One advantage of the “Native American Strategy” for black market healthcare is that it would allow medical centers of various sizes and emphasis to be established in numerous convenient tribal locations around the U.S., as the need and logistics allow. Within a decade or two, if they play their cards right, Native American tribes may even find themselves controlling nearly 20% of the American economy – which would be justice at its finest.
3) Medical Centers Across the Mexican Border. There are several potential benefits to this suggestion. Converting Tijuana, Nogales, Laredo and Juarez from hotbeds of human and drug smuggling into hotbeds of illicit healthcare would probably be a boon to the local populations on both sides of the border. It would create tens of thousands of good jobs in Mexico, for Mexicans. The heavily-armed gangs of Mexican drug-runners along the border could be hired by the Cleveland Clinic Juarez, or the Mayo Clinic Nogales, as security guards, thus absorbing their “talents” into a more legitimate economy. (Being located so close to the border of a powerful nation which will badly want to terminate these medical centers would, one must understand, create a certain need for security.)

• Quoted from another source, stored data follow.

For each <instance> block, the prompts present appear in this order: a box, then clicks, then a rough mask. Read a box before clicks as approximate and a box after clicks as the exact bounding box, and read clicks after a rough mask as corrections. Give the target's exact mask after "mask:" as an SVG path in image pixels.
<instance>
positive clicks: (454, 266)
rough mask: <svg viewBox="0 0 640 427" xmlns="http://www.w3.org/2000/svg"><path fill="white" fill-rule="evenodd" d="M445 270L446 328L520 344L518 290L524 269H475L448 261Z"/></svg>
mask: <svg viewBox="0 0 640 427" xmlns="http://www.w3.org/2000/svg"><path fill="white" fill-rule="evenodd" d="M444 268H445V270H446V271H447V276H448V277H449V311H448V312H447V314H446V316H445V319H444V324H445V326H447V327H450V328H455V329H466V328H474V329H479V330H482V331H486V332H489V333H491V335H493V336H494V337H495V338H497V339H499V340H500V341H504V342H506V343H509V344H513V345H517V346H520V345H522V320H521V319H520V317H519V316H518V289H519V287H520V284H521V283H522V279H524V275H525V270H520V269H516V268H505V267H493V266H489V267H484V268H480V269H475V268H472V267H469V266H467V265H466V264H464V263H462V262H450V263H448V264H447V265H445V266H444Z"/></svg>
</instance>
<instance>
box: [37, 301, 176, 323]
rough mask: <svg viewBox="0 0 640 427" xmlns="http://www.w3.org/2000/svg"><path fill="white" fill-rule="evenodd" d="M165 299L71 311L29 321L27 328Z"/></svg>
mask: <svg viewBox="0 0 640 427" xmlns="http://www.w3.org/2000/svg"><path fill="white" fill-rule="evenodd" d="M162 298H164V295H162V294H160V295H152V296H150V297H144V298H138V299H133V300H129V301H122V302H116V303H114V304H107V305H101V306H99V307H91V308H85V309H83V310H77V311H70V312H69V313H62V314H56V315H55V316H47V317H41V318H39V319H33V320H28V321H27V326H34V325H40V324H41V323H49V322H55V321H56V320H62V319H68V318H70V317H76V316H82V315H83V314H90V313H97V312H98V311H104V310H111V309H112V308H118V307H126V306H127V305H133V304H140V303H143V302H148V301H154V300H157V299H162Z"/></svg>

If nothing else, world-class medical centers just across the Mexican border would reverse the flow of illicit border crossings. Americans (and Canadians, who, bless them, would now have to travel much farther south for their healthcare) would suddenly be streaming across desert border crossings into Mexico in the dark of night – and Mexicans would be staying put. And its desperate need to get rid of black market healthcare would, at long last, give the U.S. government a compelling reason to control the borders once and for all. We would suddenly see American troops all along the Mexican border, supported by such features as a “no-man’s land” seeded with land mines, and constant surveillance by drone aircraft armed with cluster bombs.
And before long, Californians wanting to go to the Kaiser Tijuana Medical Center would have to get there by way of Cuba.